SICA COURVOISIER : des relations de confiance

15 mai 2018

Les 4 et 5 avril 2018, les 3 coopératives associées de la Maison Courvoisier tenaient leurs assemblées générales. Une première depuis la déconsolidation financière des stocks des coopératives avec le groupe. Depuis l’an passé, la maison a conforté ses prix d’achat de 3 % sur la récolte 2017. Les présidents souhaitent que leur acheteur maintienne ses efforts tant sur la stratégie amont que sur le développement export. En cette période de tension sur les approvisionnements, les viticulteurs ont conscience que l’avenir de leurs débouchés passera aussi par le fait de miser sur des opérateurs dynamiques  dans la région.

 

Même lorsqu’elles n’ont pas de conséquences financières majeures pour les viticulteurs, les « grands braqués » dans les évolutions contractuelles exposent les acheteurs à des risques  d’érosion des approvisionnements. Cet état de fait est d’autant plus évident que la concurrence est plutôt nombreuse sur les achats. En proposant, l’an passé au conseil d’administration de ses coopératives associées de modifier les modalités de financement des contrats bonne fin signés avec ses livreurs, la maison Courvoisier prenait un risque. Elle avait donc soigné sa présentation pour garantir une opération aussi neutre que possible pour ses livreurs et leurs besoins de trésorerie.

 

La déconsolidation : Rappel

« Notre partenariat avec la maison ne se limite pas à la seule réalisation d’un contrat, il nous faut voir plus loin ! Lorsque Patrice PINET nous a proposé cette stratégie de déconsolidation pour investir sur les marchés, c’était compliqué de dire non ! » explique Philippe Joly, le président de la Sica des Baronnies.
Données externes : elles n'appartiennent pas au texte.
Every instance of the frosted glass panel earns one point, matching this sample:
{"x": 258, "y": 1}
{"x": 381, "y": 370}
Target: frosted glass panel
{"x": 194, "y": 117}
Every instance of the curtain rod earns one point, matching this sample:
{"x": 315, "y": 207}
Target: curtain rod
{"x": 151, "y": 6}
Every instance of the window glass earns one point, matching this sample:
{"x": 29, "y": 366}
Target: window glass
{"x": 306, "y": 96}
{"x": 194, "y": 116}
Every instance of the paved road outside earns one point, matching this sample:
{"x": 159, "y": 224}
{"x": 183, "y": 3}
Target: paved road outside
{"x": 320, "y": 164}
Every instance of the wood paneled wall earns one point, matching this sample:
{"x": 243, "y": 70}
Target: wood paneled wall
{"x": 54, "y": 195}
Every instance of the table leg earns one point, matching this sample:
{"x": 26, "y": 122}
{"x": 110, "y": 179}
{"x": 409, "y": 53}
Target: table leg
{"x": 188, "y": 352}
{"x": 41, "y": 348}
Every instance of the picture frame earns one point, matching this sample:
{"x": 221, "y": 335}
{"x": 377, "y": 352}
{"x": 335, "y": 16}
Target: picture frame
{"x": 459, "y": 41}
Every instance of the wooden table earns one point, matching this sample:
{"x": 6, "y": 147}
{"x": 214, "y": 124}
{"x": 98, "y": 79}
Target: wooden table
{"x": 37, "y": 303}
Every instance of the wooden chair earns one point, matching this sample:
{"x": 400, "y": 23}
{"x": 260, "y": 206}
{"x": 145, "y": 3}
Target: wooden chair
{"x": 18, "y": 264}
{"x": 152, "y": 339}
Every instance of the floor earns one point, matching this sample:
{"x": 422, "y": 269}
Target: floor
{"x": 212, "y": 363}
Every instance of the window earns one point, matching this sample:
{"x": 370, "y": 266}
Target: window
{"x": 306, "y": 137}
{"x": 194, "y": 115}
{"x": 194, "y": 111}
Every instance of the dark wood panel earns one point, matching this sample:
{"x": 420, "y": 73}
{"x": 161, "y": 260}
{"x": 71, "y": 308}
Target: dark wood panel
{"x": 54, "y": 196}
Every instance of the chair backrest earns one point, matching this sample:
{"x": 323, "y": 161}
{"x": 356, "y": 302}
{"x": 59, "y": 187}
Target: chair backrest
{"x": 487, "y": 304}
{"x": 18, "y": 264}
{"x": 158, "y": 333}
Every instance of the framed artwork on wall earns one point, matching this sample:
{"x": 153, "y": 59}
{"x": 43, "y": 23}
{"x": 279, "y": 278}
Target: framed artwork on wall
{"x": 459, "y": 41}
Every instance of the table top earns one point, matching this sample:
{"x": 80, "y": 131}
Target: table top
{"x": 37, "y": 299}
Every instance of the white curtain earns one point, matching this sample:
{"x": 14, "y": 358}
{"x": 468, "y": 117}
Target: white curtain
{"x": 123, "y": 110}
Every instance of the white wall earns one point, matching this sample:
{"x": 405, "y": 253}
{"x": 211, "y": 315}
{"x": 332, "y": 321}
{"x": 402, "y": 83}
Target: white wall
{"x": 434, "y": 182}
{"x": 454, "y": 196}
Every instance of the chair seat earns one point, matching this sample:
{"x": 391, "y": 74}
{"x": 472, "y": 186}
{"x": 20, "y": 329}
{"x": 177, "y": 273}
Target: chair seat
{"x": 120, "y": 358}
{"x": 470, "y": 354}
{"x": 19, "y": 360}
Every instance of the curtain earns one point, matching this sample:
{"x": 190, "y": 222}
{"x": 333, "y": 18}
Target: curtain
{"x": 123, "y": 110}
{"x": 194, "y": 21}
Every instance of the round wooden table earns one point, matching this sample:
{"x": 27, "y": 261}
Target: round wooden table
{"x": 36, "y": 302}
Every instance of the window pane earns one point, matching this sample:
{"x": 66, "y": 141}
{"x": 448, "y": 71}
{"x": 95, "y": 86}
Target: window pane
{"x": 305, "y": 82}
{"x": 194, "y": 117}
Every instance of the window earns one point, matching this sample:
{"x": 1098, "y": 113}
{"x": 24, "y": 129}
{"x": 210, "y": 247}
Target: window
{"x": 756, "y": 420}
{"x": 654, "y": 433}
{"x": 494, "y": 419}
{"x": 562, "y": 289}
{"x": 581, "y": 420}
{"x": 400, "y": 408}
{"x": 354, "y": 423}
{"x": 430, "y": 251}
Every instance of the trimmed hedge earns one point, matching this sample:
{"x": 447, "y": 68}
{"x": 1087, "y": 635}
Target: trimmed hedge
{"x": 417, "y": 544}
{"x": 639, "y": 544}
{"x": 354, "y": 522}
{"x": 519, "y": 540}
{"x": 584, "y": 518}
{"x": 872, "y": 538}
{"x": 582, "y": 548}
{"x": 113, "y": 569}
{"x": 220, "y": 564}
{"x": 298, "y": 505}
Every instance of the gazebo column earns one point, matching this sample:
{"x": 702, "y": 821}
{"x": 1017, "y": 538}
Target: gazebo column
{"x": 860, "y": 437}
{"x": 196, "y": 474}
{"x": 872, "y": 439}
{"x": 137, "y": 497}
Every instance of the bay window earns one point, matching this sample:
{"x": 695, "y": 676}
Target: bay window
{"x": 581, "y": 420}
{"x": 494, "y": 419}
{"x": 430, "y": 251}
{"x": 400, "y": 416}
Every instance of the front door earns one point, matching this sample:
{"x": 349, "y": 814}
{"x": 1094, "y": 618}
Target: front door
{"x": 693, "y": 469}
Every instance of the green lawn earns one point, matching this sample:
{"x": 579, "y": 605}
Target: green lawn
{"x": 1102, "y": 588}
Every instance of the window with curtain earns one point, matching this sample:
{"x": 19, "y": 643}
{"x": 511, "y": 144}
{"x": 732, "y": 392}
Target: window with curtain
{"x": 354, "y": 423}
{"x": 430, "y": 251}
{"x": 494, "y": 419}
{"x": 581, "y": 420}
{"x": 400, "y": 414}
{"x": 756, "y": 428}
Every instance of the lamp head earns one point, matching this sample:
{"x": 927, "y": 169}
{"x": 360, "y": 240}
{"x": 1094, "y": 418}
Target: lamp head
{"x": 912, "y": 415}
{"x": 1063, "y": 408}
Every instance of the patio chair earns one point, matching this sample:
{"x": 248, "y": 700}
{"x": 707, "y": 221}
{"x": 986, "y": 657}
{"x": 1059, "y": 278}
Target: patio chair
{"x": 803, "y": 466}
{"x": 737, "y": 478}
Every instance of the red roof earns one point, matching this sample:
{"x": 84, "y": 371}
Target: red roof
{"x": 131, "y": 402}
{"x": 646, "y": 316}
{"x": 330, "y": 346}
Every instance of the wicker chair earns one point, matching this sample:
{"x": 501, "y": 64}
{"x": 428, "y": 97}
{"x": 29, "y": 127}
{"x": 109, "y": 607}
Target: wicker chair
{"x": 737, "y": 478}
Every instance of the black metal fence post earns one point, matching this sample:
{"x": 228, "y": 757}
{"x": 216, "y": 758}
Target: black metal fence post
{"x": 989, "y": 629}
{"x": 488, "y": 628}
La déconsolidation engagée en 2017 était une pure opération financière qui a permis de sortir du bilan de Courvoisier, une partie du financement des coopératives associées. L’objectif était que les rations financiers du négociant soient substantiellement améliorés aux yeux du groupe Beam-Suntory et de ses actionnaires.

 

Des conséquences limitées.

Dans le cas de la Sica des Baronnies, ce changement ne porte que sur la moitié des volumes de bonne fin qui représentent, eux-mêmes 35 % des volumes de chaque contrat (N.D.L.R. : 65 % sont achetées directement en 00 et 35 % en bonne fin répartis en cv 1, 2 ou 3 selon les crus). Jusqu’ici, les livreurs avaient la possibilité d’obtenir dès le mois d’avril suivant la récolte, un acompte représentant 85% de la valeur de ces eaux-de-vie destinées aux bonnes fins (base cv 00). À partir de cette année, seulement la moitié de ces volumes seront concernés (soit 17,5 % du contrat). Les autres seront portés par les viticulteurs et stockés dans le magasin général ORECO pour pouvoir bénéficier de Warrants et d’un financement à taux préférentiel avec de Crédit Agricole. Pour les deux autres Sicas (ACBC et Sica XV), la différence portait sur le financement des eaux-de-vie qui pouvait porter jusqu’à 85 % de la valeur du stock au mois d’avril suivant la récolte.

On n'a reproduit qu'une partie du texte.